I love academic misconduct
Running the program directly will fail for all possible inputs:
Welcome to Secure Exam Browser
Enter Password: 123456
ERR: another process is running!
The problem lies in the op function. We patch the caller function to skip over it:
.text:000000000000473C ; =============== S U B R O U T I N E =======================================
.text:000000000000473C
.text:000000000000473C
.text:000000000000473C ; bool obf::bool_functor<`anonymous namespace'::decode_flag(std::string const&)::{lambda(void)#11}::operator() const(void)::{lambda(void)#3}>::run()
.text:000000000000473C _ZN3obf12bool_functorIZZN12_GLOBAL__N_111decode_flagERKNSt7__cxx1112basic_stringIcSt11char_traitsIcESaIcEEEENKUlvE9_clEvEUlvE1_E3runEv proc near
.text:000000000000473C ; DATA XREF: .data.rel.ro:0000000000008988↓o
.text:000000000000473C ; __unwind {
.text:000000000000473C endbr64
.text:0000000000004740 sub rsp, 8
.text:0000000000004744 call _Z2opv ; op(void)
.text:0000000000004749 test eax, eax
.text:000000000000474B setnz al
.text:000000000000474E add rsp, 8
.text:0000000000004752 retn
.text:0000000000004752 ; } // starts at 473C
.text:0000000000004752 _ZN3obf12bool_functorIZZN12_GLOBAL__N_111decode_flagERKNSt7__cxx1112basic_stringIcSt11char_traitsIcESaIcEEEENKUlvE9_clEvEUlvE1_E3runEv endp
Replace the sub rsp, 8 instruction with ret.
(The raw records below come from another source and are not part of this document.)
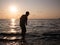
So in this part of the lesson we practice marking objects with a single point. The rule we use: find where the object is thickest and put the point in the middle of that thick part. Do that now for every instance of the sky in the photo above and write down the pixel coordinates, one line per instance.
(39, 9)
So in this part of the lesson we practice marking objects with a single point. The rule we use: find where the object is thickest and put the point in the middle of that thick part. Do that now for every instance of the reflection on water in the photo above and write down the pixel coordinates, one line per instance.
(13, 31)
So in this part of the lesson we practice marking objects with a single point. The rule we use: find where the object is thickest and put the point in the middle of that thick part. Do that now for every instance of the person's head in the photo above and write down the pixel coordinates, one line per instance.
(27, 13)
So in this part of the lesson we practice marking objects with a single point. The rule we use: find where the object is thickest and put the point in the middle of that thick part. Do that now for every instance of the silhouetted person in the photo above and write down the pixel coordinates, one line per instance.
(23, 23)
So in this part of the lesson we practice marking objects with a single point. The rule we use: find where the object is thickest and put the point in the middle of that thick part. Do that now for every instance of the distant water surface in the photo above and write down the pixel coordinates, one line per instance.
(34, 27)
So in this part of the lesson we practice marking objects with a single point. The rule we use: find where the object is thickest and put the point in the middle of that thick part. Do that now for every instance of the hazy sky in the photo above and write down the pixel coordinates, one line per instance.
(38, 9)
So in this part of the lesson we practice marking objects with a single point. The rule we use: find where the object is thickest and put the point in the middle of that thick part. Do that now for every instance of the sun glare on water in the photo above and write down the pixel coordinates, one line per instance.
(13, 9)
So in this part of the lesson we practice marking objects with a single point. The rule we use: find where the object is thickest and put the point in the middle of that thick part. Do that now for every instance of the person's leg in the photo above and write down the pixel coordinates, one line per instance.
(24, 32)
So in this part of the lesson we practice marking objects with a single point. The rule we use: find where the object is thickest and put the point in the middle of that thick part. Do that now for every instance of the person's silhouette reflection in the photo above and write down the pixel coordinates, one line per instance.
(23, 23)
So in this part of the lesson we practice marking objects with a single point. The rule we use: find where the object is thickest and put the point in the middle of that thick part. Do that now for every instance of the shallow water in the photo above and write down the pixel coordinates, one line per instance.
(35, 29)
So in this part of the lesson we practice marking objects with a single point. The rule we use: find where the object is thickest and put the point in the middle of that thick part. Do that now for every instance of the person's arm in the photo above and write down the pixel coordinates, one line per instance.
(26, 21)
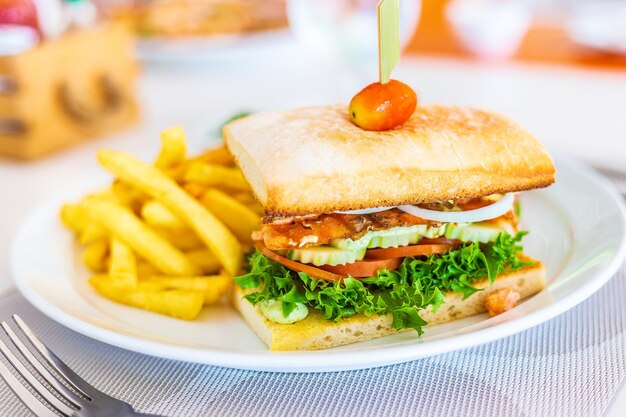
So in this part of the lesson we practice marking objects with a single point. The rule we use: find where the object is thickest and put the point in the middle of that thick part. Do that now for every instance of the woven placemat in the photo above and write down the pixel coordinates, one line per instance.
(569, 366)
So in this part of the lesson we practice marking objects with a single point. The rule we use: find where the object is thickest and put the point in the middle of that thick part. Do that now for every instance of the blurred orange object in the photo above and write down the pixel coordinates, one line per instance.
(67, 90)
(544, 43)
(180, 18)
(19, 12)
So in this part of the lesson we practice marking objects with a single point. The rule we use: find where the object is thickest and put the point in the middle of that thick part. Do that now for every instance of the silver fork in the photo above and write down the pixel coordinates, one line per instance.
(79, 399)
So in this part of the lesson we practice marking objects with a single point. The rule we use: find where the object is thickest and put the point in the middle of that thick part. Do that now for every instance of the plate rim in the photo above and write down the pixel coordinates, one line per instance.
(332, 360)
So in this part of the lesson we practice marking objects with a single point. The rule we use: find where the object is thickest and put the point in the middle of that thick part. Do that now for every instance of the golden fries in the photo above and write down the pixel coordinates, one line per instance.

Then, we can execute it correctly:
Welcome to Secure Exam Browser
Enter Password: 123456
Incorrect password!
Next, we find the Incorrect password! string and its logic surround (somehow the logic is hidden from the decompiler of IDA):
.text:00000000000050D7 mov rdx, [rsp+58h+n] ; n
.text:00000000000050DC cmp rdx, [rsp+58h+var_30]
.text:00000000000050E1 jz short loc_50F8
.text:00000000000050E3
.text:00000000000050E3 loc_50E3: ; CODE XREF: main+B1↓j
.text:00000000000050E3 lea rsi, aIncorrectPassw ; "Incorrect password!\n"
.text:00000000000050EA lea rdi, _ZSt4cout@@GLIBCXX_3_4
.text:00000000000050F1 ; try {
.text:00000000000050F1 call __ZStlsISt11char_traitsIcEERSt13basic_ostreamIcT_ES5_PKc ; std::operator<<<std::char_traits<char>>(std::ostream &,char const*)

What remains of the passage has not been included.